Computer Laboratory

Computer Vision

The following exercises aim to give you hands-on experience with some common computer vision algorithms. OpenCV is perhaps the most popular library for computer vision tasks, as it provides optimised implementations of many common computer vision algorithms. This work was created by Christian Richardt and Tadas Baltrušaitis in spring 2012, and reworked by Lech Świrski and Tadas Baltrušaitis in 2013.

Getting started

Unfortunately, it is not trivial to install OpenCV and the first few steps are always quite tricky – particularly using the C or C++ interfaces. However, the new Python bindings (introduced in OpenCV 2.3) are more accessible and thus used in the following exercises. To spare you the installation effort, we have prepared a fully-functional virtual machine based on Ubuntu. The virtual machine (815 MB zipped, ~3 GB unzipped) can be opened with the free VirtualBox software on most operating systems (tested on Windows 7 and Mac OS X 10.7).

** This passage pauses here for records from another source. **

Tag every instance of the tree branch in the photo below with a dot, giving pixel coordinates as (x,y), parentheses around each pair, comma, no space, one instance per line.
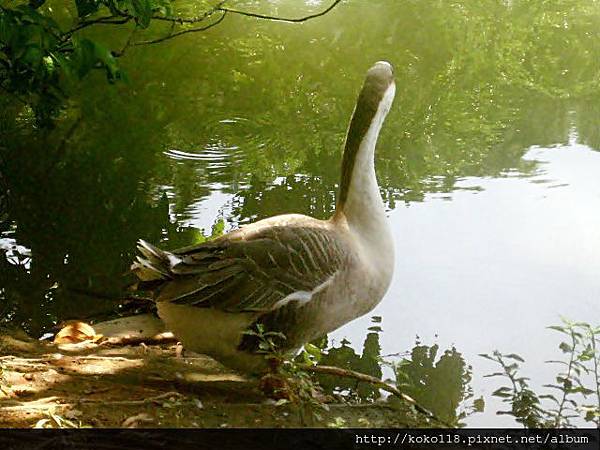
(172,35)
(281,19)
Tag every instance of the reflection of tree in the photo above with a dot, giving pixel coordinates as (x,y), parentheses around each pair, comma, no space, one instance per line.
(439,384)
(344,356)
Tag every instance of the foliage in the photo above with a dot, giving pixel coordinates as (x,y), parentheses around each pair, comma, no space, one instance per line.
(577,381)
(39,62)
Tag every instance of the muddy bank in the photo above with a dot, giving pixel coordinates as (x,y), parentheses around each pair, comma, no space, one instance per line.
(104,384)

On the virtual machine, you can use gedit (Text Editor) for editing your Python scripts with syntax highlighting, and either the provided run scripts or python {filename}.py in a terminal to run your code. You can also experiment with the interactive Python shell ipython, which can run scripts using the %run script.py command. The four exercises are loaded onto the virtual machine, and should be visible on the Desktop - however, as we occasionally find bugs or issues with the code, we have also provided an update script which downloads the latest version of the exercises, so make sure to run it every time you attempt the exercises.

We encourage you to use the provided virtual machine for solving the exercises. However, if you really know what you are doing, you are welcome to install OpenCV (2.4.3 or higher) with Python bindings yourself - although be warned that this is at your own risk. In this case, the exercises are available on github: https://github.com/LeszekSwirski/cam-cl-computervision.

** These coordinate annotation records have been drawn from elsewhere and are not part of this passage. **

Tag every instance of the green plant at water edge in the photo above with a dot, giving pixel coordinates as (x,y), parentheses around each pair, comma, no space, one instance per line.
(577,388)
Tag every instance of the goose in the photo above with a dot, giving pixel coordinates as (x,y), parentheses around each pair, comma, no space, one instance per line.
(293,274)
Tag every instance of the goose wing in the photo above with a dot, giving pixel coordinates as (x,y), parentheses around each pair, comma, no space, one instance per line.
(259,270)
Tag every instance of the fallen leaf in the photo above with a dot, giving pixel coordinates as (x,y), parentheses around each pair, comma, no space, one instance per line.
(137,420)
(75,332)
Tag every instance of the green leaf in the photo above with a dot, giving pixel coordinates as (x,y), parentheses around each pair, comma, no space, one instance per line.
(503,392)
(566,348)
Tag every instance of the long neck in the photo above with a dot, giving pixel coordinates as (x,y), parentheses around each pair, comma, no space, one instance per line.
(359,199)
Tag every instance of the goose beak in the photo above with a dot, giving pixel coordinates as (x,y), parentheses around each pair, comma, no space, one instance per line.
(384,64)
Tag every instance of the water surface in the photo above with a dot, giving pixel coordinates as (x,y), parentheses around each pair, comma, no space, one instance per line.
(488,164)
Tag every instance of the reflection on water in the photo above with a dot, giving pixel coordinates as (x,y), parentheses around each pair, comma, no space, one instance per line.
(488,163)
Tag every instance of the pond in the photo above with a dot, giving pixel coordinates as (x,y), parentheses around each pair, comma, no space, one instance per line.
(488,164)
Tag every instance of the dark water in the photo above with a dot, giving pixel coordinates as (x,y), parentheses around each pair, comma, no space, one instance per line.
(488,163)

The OpenCV and NumPy documentations will come in handy while solving the exercises. Please report any issues with the VM or the exercises to Tadas Baltrušaitis or Lech Świrski.

1. Convolution

The exercise1.py script in the Exercise1 folder provides function stubs for the four exercises below, which it feeds with a test image and convolution kernel. The expected result images can be found in the answer-images folder

  1. Implement basic convolution by translating the C code on page 26 of the lecture notes to Python. The function basic_convolution should return the result as an image with the same size and datatype as the input image. You can assume that kernels are normalised, so the term /(mend*nend) should be left out. Please also include a progress indicator that prints to the console iff verbose is true.

  2. The result of the previous exercise will have black areas where there was no image information. Also, the result doesn't appear centred, as the kernel is not centred around 0 (but instead starts at 0). This is technically correct, but produces an undesirable result.

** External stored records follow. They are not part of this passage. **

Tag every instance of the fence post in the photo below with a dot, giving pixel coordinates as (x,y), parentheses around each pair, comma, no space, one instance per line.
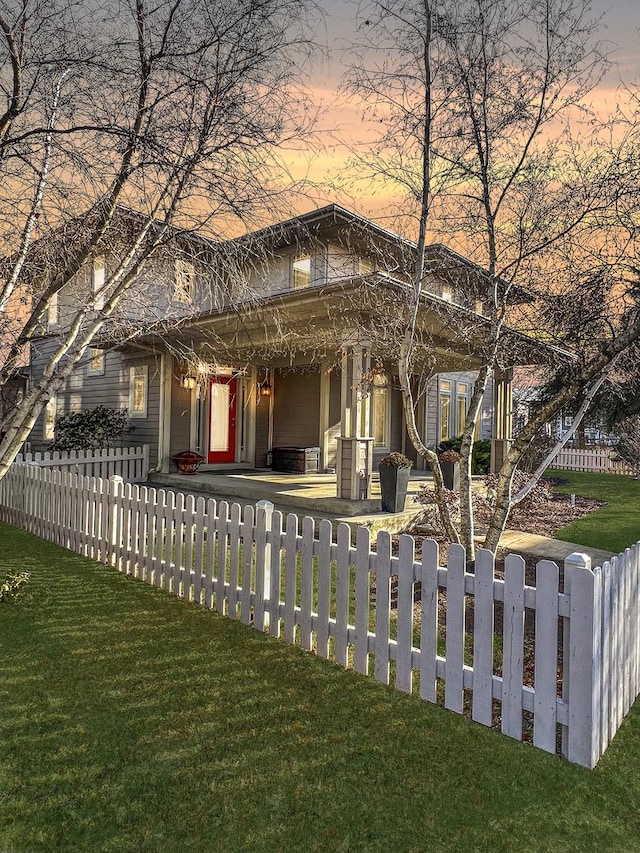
(117,488)
(264,509)
(582,661)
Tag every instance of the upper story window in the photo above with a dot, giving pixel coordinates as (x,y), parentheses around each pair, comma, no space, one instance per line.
(52,311)
(98,275)
(301,269)
(49,423)
(138,391)
(184,281)
(95,366)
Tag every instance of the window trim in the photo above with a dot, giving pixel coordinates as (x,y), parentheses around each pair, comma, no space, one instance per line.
(184,281)
(96,353)
(98,278)
(139,371)
(384,392)
(53,311)
(306,276)
(50,418)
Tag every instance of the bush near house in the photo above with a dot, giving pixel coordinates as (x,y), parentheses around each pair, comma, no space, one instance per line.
(481,460)
(93,429)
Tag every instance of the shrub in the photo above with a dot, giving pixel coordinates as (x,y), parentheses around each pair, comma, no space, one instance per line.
(92,429)
(12,585)
(481,458)
(397,460)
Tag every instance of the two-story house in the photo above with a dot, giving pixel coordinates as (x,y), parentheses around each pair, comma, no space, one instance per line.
(286,337)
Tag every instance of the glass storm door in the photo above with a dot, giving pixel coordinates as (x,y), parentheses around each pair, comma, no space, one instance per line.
(222,420)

    To fill the unknown areas, we can extrapolate the image values. Using the cv2.copyMakeBorder function, expand your image to fill these areas, and perform the convolution on this larger image. Then, return a 'centred' image which is the same size as the original input.

    HINT: Consider how large the invalid border areas are. Why are they this size? Make sure to expand the image by the right size.

    HINT: In cv2.copyMakeBorder, you should use cv2.BORDER_WRAP as the value of borderType.

  3. Now apply the convolution theorem to speed up convolution.

    HINT: Both OpenCV and numpy have DFT implementations. These return their results in different, incompatible formats, so be careful not to mix them. Also, be careful how you multiply the DFT results, you cannot use numpy multiplication on OpenCV DFT results.

  4. Finally extend your previous implementation to produce the same result as exercise 2.

2. Edge detection

The exercise2.py script in the Exercise2 folder provides function stubs for the helper functions you will need for the exercises, together with the code for loading and storing required images. The input image is already smoothed and subsampled using pyrDown function, this is to supress some of the noise. Be careful about the input and output types of the library functions you will use as some of them expect floating point numbers at 32 or 64 bit precision whilst others take in 8 bit integers, be sure to read their documentation carefully.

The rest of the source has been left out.